What will The Straight Dope website be in 5 and in 10 years?

Taking into consideration things like, trends in web technology and culture, and user engagement patterns/trends, and other factors, can you guess how this web site - assuming it continues to exist - will look like in 5 and 10 years? Maybe in 10 years websites in general will be things of the past.

Still running v3.7.3

:smiley:

If anything, the pace of evolution of the web part of the internet has slowed.

5 years ago we all looked and behaved just like today. But with a bit more action. 10 years ago we all looked and behaved just like today. But with a lot more action.

I suggest this place will recruit fewer newbies over time going forward. How long it lasts is then a race between the last of us dying off, which is 40+ years in the future, and the website’s owners deciding they’ve lost enough revenue to not bother.
Right now there is quite a fad for things like twitface, instagra, etc. that cater to the mostly young set with mostly 3-second attention spans. As they get older they too will become less that way, just as we did before them. The SDMB is a tiny, tiny minority interest. We thrived in the early 2000s with ballpark 0.00001% of the English speaking world participating. As internet penetration increases we can still get by just fine on a mere 0.0001%.

Goodness, I really hope this place lasts longer than I do.

I would hate to…

Instagram has been around for 6 years, Twitter 11, Facebook 13. I don’t know if you can really call them “fads” anymore.

thanks for your reply

In another thread someone posted that the site owners get most of their income from advertising clicks on the massive archive of past posts–so site income should continue even though current participation substantially declines.

I seem to think the SD is dyeing off, but may subsist in some form for some time to come. I also see it as a atheistic religion for some, but that would require a new format, such as a church, to succeed.

To be fair, Reddit’s format I think is overall superior. Instead of pushing threads to the top by last date posted, do it by upvotes. Decay positive votes all the time to keep it fresh. This keeps the things that are both recent and interesting to the crowd at the top.

Similarly, comment replies get sorted by quality in a similar way.

Reddit is also an enormously larger site, orders of magnitude more popular.

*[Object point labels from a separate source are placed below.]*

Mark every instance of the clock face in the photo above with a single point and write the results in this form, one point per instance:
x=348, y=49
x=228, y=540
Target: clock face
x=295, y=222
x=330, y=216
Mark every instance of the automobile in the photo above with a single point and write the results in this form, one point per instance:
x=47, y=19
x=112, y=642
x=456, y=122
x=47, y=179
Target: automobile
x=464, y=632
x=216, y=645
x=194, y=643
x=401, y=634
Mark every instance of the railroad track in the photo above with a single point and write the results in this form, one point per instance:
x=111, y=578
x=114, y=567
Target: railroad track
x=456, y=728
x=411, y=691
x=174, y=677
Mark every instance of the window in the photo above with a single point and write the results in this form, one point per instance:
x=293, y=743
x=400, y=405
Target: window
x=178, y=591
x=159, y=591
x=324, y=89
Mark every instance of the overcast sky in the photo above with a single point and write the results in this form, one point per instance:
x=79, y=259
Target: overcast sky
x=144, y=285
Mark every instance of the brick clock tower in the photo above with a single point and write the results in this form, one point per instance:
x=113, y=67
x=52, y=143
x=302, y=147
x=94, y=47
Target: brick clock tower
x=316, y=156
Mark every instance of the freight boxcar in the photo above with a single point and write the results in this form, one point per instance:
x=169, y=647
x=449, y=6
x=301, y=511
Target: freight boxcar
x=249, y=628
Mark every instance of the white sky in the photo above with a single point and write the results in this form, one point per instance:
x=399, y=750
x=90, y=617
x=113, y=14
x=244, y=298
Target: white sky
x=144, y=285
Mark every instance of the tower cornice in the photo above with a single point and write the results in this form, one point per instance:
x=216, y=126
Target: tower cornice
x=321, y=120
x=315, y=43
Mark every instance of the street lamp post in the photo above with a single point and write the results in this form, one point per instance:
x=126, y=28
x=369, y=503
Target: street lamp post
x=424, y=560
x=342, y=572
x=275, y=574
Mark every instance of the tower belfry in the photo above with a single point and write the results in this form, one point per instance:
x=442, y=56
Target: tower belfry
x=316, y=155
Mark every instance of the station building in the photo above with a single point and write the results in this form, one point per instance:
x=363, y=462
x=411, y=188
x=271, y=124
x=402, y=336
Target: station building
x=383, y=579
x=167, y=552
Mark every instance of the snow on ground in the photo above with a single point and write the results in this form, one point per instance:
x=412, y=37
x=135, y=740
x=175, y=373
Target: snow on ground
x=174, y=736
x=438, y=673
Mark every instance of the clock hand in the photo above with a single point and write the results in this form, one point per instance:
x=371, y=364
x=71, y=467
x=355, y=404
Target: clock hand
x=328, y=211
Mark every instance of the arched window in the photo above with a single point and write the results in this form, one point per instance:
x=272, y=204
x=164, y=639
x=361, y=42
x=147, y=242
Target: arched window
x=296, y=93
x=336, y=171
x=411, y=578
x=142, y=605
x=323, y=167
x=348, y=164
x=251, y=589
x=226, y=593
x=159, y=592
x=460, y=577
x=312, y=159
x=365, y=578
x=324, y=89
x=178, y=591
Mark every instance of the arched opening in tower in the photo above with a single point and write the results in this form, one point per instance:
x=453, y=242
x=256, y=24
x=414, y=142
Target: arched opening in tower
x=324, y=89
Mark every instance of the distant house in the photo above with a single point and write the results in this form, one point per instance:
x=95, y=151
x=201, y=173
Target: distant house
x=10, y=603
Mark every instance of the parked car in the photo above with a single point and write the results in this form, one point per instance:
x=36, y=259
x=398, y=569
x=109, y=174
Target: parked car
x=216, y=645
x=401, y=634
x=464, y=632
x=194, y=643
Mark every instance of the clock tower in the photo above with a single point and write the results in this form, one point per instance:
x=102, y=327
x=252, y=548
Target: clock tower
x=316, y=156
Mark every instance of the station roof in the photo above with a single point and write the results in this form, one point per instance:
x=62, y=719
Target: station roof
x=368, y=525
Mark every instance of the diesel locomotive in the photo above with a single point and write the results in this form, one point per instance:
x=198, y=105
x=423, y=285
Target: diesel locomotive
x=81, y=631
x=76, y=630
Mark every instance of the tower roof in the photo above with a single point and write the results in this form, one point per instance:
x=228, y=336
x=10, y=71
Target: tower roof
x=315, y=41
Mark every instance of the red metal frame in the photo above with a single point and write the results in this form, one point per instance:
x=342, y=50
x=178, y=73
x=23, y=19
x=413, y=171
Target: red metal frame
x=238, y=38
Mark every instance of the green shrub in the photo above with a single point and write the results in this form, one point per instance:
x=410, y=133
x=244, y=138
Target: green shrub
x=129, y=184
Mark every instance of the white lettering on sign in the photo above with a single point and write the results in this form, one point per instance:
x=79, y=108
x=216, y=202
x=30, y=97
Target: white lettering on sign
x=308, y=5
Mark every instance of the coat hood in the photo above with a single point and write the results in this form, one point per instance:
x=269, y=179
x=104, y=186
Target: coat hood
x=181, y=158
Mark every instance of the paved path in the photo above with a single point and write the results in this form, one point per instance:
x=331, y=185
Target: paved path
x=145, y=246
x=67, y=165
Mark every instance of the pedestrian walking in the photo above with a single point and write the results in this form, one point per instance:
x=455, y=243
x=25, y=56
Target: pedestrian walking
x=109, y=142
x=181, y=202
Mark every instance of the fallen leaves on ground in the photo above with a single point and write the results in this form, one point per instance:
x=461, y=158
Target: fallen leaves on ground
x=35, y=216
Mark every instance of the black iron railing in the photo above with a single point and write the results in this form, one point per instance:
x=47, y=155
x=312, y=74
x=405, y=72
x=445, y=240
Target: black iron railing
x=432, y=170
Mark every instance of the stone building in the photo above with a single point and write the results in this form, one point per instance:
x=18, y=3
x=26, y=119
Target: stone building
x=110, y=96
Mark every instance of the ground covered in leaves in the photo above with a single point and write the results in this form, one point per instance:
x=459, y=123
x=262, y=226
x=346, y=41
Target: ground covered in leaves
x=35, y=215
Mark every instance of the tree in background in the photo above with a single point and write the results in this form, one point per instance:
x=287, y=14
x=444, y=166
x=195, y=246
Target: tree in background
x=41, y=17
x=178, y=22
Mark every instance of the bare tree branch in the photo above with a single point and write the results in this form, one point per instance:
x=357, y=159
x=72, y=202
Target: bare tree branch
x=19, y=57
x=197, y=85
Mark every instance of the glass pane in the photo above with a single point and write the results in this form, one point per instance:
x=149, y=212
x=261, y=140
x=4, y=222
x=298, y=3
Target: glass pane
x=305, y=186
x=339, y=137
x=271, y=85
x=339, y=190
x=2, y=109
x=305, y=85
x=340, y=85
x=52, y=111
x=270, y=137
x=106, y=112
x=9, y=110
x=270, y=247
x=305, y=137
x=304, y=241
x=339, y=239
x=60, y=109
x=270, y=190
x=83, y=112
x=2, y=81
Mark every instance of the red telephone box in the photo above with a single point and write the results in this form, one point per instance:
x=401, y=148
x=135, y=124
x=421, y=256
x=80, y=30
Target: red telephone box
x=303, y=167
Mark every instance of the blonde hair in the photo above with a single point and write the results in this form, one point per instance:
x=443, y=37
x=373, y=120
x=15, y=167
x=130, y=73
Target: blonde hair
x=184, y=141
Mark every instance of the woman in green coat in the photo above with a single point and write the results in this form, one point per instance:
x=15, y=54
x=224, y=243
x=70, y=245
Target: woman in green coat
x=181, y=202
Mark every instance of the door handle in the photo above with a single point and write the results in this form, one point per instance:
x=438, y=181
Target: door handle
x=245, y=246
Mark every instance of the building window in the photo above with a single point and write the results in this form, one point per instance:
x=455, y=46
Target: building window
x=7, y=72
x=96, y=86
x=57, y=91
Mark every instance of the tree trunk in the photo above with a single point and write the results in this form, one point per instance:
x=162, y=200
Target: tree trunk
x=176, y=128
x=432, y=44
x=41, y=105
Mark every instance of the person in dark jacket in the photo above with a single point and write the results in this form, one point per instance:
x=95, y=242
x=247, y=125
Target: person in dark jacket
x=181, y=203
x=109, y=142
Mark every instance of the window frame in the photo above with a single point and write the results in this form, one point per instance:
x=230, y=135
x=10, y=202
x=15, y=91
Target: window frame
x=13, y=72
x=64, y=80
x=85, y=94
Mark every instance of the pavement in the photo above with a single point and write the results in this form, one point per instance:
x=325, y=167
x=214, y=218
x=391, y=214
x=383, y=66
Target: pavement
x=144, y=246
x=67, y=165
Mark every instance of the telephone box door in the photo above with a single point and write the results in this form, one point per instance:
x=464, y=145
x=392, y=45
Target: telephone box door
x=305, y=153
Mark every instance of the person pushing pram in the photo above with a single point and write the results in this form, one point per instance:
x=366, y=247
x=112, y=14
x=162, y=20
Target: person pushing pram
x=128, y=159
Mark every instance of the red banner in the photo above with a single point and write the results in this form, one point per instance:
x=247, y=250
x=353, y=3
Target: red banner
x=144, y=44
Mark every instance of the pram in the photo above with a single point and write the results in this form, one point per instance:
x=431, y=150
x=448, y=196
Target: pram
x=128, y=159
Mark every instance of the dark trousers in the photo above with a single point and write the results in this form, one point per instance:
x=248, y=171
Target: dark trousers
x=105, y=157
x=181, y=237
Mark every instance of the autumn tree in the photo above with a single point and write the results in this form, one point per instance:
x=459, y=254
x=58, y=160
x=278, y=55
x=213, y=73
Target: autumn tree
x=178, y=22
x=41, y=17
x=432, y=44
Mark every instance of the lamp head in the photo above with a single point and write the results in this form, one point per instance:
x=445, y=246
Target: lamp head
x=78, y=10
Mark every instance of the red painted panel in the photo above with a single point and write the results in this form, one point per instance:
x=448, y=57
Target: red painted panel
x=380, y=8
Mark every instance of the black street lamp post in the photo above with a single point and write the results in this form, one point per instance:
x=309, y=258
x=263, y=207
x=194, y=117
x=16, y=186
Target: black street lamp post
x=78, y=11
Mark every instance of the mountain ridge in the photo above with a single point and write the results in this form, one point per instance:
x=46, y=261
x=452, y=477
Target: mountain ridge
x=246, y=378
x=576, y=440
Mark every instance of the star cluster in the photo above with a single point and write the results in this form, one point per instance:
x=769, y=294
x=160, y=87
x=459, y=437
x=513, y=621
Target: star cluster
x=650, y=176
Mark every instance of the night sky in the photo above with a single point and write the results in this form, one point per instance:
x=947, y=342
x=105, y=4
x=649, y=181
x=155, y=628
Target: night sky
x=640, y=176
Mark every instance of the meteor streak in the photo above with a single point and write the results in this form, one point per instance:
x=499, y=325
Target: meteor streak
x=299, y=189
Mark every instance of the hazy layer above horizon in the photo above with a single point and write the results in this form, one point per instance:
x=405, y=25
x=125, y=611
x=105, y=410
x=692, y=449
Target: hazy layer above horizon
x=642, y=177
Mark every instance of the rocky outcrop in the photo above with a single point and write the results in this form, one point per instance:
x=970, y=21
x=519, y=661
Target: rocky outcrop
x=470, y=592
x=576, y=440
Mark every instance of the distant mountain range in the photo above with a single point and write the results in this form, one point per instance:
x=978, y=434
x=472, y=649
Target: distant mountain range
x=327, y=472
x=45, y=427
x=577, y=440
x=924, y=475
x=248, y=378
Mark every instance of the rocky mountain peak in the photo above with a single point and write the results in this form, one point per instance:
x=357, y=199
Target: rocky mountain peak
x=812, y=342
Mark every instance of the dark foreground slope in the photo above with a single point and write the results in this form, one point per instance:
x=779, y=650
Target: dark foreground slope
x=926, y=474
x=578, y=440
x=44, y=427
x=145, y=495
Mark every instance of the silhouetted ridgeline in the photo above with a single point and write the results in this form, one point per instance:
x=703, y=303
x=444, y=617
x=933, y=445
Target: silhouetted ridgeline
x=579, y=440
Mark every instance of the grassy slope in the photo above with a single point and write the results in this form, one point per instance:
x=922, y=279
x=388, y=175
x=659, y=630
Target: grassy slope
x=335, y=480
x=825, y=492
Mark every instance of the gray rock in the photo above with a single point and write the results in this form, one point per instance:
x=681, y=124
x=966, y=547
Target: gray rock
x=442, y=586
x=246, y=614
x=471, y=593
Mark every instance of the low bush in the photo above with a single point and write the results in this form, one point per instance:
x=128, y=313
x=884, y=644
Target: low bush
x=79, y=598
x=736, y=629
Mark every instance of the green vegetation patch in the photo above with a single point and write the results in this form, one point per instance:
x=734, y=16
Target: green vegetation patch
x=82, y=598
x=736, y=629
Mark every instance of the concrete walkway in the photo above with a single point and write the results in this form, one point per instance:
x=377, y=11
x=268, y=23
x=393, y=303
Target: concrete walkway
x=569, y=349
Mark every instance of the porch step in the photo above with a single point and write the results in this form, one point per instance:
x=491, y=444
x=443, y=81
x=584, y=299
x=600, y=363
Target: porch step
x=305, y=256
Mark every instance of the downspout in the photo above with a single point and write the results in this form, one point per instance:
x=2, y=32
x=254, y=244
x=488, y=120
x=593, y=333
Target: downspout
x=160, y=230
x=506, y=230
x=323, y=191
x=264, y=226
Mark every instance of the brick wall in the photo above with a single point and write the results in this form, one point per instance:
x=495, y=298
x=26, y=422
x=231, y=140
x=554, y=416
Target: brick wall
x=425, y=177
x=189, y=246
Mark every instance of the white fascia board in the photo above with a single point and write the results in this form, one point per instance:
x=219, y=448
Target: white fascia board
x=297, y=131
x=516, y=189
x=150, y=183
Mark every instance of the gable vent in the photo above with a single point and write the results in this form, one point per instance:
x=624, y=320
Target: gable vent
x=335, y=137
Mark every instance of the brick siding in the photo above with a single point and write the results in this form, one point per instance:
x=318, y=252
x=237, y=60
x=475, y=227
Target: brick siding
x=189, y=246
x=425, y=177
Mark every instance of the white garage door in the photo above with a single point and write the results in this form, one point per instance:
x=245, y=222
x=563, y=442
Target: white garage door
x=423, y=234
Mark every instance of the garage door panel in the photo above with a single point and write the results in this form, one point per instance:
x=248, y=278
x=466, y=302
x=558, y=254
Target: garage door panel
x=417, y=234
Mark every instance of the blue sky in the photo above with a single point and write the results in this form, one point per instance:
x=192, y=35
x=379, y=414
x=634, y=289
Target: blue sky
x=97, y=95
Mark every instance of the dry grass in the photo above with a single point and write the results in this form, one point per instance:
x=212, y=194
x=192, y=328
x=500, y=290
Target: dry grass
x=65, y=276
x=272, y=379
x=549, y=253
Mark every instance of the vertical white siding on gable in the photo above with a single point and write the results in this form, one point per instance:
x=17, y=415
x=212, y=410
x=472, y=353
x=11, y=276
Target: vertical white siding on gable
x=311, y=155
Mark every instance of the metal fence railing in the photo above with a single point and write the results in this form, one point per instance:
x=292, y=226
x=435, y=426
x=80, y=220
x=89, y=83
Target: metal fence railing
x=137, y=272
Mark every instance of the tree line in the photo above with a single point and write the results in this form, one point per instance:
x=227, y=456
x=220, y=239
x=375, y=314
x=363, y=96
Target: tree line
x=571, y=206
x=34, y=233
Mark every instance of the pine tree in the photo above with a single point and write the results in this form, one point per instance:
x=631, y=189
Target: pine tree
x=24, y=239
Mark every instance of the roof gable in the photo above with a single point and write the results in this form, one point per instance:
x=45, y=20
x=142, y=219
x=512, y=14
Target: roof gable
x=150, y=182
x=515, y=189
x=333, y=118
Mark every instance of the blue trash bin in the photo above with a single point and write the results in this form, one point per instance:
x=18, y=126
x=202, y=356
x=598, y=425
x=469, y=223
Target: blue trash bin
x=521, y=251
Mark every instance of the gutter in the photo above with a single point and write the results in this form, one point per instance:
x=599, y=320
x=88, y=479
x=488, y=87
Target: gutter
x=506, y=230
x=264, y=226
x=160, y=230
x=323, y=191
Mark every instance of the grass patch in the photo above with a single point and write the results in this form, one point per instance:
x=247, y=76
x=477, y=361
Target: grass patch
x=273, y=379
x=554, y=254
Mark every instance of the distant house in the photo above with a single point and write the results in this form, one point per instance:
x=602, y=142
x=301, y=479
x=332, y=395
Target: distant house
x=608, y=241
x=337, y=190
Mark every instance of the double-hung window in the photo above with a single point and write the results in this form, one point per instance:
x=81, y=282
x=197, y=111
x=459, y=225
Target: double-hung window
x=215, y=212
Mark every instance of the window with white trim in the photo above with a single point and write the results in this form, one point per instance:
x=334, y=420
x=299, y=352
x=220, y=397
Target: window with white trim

I spend most of my forum browsing time there, but I hang here sometimes because of more personal discussion, deeper thought put into posts, and certain stand out posters like LSLGuy.

Reddit has eaten most other message boards. It will probably eat this one too.

On the downside, Reddit is a segregated echo chamber. The precise upvote mechanism you laud guarantees that minority voices in any particular context get pounded into non-existence. Hence, a wide range of distinct subreddits of every flavor, but almost no cross-pollination. It’s like Facebook’s ugly love baby with Usenet.

Reddit is great just for reading posts ( and is a million times better on mobile), but it definitely sucks for discussion. Outside of small subreddits, by the time you actually see anything interesting it’s already 3 hours old with a thousand comments. No one will ever see what you write.

In 5-10 years, assuming the Dope is still with us, it’ll be pretty much like now.

The average age of active posters will continue to rise, and we won’t get all that many newbies since message boards will continue to be passé. (Too bad - I like the way message board discussions work. I think they have real advantages over blogs, Twitter, Facebook, etc.)

There will probably be another forum or two added, but damned if I know what. (I certainly wouldn’t have predicted Thread Games.)

The ‘In Memoriam’ sticky will continue to grow, and as we get older, that growth will probably speed up a bit.

Cecil Adams will always be Cecil Adams, forever and ever.

Agree. And like gnoitall points out, each subreddit becomes an echo chamber. Defend Intel on the AMD subreddit? Downvotes. Vice versa. Point out that Trump may have made a few minor mistakes on any of the few conservative subreddits? Downvoted to oblivion. Point it out when Trump did something right (even by accident) on r/politics? Here come the downvotes.

I’ve noticed I get downvoted just from the first sentence of a post. Nobody even reads one before deciding if it disagrees with their beliefs, so I can sometimes in the middle of the post say something that changes the tone totally, and still get downvoted.

For example if I point out that I agree with <some action of Trump> and call him an utter moron in sentence 4, I’ll eat lots of downvotes on r/politics.

I really hate the nested reply structure at Reddit and Hacker News. The sequential posts here really facilitate discussion in my opinion.

Until you get to the 100+ page threads, which is I suppose what the nested replies were created to resolve. But we have very few of those.

Unless someone already stated the obvious and I somehow missed it:

the motto will have changed to

STILL FIGHTING IGNORANCE SINCE 1973
(IT’S TAKING EVEN LONGER THAT WE THOUGHT)

I’ve been here and similar message boards for more than ten years, and they haven’t changed a bit. Most even still have the same mods, exercising the same judgment according to the same criteria. A ten-year-old zombie isn’t even conspicuous, until the salf-appointed zombie watchers point it out.